Jun 11, 2009 News
On May 28, last, Head of State Bharrat Jagdeo assented to the controversial Former Presidents (Benefits and Facilities) Bill bringing it into to law, securing his financial and other benefits when he demits office in 2011.
Under the new law, a former President will receive payment in respect of the expenses incurred in the provision and use of water; electricity and telephone services at the place of residence in Guyana; services of personal and household staff, including an attendant and a gardener; services of clerical and technical staff, if requested; free medical attendance and medical treatment or reimbursement of medical expenses incurred by him for the medical attendance or treatment of himself and the dependant members of his family; full-time personal security and services of the Presidential Guard Service at the place of residence; the provision of motor vehicles owned and maintained by the State; toll free road transportation in Guyana; an annual vacation allowance equivalent to the cost of two first class return airfares provided on the same basis as that granted to serving members of the Judiciary; and a tax exemption status identical to that enjoyed by a serving President.
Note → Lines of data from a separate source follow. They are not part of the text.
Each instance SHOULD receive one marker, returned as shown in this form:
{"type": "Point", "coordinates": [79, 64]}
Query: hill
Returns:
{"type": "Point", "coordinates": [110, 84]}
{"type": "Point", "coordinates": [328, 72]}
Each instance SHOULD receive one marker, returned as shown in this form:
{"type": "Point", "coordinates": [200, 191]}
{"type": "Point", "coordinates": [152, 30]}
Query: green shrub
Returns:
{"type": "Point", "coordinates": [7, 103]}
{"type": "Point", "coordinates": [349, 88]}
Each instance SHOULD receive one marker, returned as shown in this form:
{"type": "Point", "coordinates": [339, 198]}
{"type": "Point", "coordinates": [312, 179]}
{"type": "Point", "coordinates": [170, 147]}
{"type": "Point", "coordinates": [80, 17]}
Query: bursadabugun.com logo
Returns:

When Finance Minister Dr Ashni Singh presented the Bill for the second reading in the House, he told the House that in the past, former presidents were in receipt of their entitled benefits but it was done so with the latitude of the administration and the government in its commitment to transparency was moving toward a “statute-based approach”.
He noted that benefits will now be paid using a structured framework and would remove the need for the use of discretionary powers by the administration.
The provisions for former presidents attracted sever criticism for society at large.
Shadow Finance Minister and PNCR front bencher, Winston Murray, had at the time told the House that his party welcomed the move by the government to have a statute-based approach whilst commending the move away from the use of discretionary latitude. He said that when latitude is used it is often dangled as a “carrot or stick.”
Murray did take umbrage to the statement of removing discretion when there was no specificity in the Bill, such as how many cars the President will use; how much support staff and the tax exemption status to be extended when all of that would be subject to make regulations order giving effect to the provisions of this Act by the Minister.
Murray argued that his party’s move to have a proper consensus Bill before coming to the House was rebuffed and suggested in vain that the Bill be subject to a select committee so that the specifics could be worked out.
Murray also questioned whether the President had anything to do with the Bill and was afraid of the discretionary latitude and is as such securing his benefits through a statute-based approach.
“I don’t blame him. He is wise. It shows that he is aware of the risk and uncertainty.”
He noted also that another touchy section of the Bill was the tax exemption identical to that of a sitting president.
According to Murray, the income of a sitting president was tax free. “If he goes into a business and makes millions, is that going to be tax free?”
Alliance for Change Chairman, Khemraj Ramjattan was critical of the Bill’s largesse nature but conceded that former presidents must be allowed, when demitting office, to live a life reflective of that fact.
The Leader of Opposition (Benefits and other Facilities) has also been tabled but has continuously been deferred for some time now and it is unclear when the Bill will come up for debate and eventual passage.